We are in relationship whether I know you in the sense of knowing your name or not. We are in relationship because if you are reading this there is some community we share. Maybe we are a great deal closer than that.
I have come to often experience relationship as painful.
Or at the very least, so complicated.
The relationship between God and Moses as it is depicted in the Torah is intimate, personal, face-to-face as it were. Then here in this week’s parsha in a moment of deep pain for Moses, a moment when he is told he will not be going into the Land toward which he has been traveling for all these years – for a lifetime - we have “v’lo shama eli” . . . we have Moses saying, “And God wouldn’t listen” . . . wouldn’t listen, wouldn’t pay attention. Not for all of Moses’s pleading.
And my heart breaks.
Again.
And I go sifting through the text for a remedy.
Would God really refuse to listen to Moses?
Refuse to make space for him? For his feelings?
In our Torah, in Deuteronomy, in this parasha, in chapter 6, in verse 5, there is a single word: L’vavcha. You may recognize right away that this section of the Torah has become our v’ahavta, our prayer about actively loving God that follows the shema. You may recognize it from the text on the scrolls inside our mezuzot. The usual form of this word would render it with one vet: livcha. Rashi teaches us that there are two vets – lamed-vet-vet-finalchaf – because we are meant to love God with both our yetzer hatov, our elevated inclination, and our yetzer hara, our base inclination. Our whole heart.
I pause here because I wonder if a heart can be whole if it is not heard.
I wonder if that second vet is actually a mirror. I wonder if that vet-vet is our heart and God’s heart reflecting each other. Seeing each other. Hearing each other.
I know you are probably so over this pandemic.
If you are, I hear you. I read your posts. I see your memes. I listen to your announcements after services. I pay attention to the language you use in your surveys.
I know many of you are tired of zoom. I know many of you want to be in person. If you have spoken or written new psalms or memed or communicated - I have heard you. I see you. It’s hard and it’s exhausting and it’s not the life you imagined. Not the life you want.
I am sad, frustrated, and angry about the pandemic, too.
And I am also thankful - beyond words - that I do not have to leave my house.

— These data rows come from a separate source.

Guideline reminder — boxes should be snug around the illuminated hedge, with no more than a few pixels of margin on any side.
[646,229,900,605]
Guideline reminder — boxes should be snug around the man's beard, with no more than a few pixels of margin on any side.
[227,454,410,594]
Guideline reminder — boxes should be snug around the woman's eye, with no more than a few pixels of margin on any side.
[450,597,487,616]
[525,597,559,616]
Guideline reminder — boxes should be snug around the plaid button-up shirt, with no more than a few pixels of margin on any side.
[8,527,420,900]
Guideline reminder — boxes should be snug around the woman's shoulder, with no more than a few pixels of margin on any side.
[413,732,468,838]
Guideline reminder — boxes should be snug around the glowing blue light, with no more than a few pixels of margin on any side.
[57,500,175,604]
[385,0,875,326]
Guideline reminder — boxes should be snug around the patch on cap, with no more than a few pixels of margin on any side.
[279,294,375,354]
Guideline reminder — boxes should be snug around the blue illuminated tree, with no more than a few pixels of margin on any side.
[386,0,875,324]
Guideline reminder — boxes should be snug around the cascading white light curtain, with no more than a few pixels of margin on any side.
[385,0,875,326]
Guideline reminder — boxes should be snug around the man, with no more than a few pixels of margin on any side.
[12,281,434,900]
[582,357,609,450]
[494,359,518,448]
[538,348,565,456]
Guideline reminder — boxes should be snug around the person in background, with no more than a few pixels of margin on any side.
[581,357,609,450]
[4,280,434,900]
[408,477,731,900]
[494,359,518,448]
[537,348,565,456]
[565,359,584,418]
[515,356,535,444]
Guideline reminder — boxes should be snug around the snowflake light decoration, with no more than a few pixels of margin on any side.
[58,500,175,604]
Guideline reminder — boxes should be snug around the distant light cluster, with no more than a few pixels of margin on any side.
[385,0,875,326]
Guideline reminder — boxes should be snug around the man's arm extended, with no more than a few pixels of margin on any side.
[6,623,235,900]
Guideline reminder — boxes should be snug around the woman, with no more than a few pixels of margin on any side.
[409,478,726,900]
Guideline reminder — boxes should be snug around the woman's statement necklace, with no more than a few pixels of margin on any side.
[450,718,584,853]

I am thankful I don’t have to navigate trying to eat with people. I am thankful I don’t have to deal with food I cannot eat and the social dynamic of kiddush or oneg.
I am not the only person with chronic health issues for whom in-person gathering was a constant hard thing before the pandemic. I am not the only person with serious dietary needs and allergies that were ignored or repeatedly disregarded by places of worship as either unimportant or irrelevant before the pandemic. I am not the only person who had to adapt and adapt and adapt myself because the space and the people in them could not manage to adapt to me before the pandemic.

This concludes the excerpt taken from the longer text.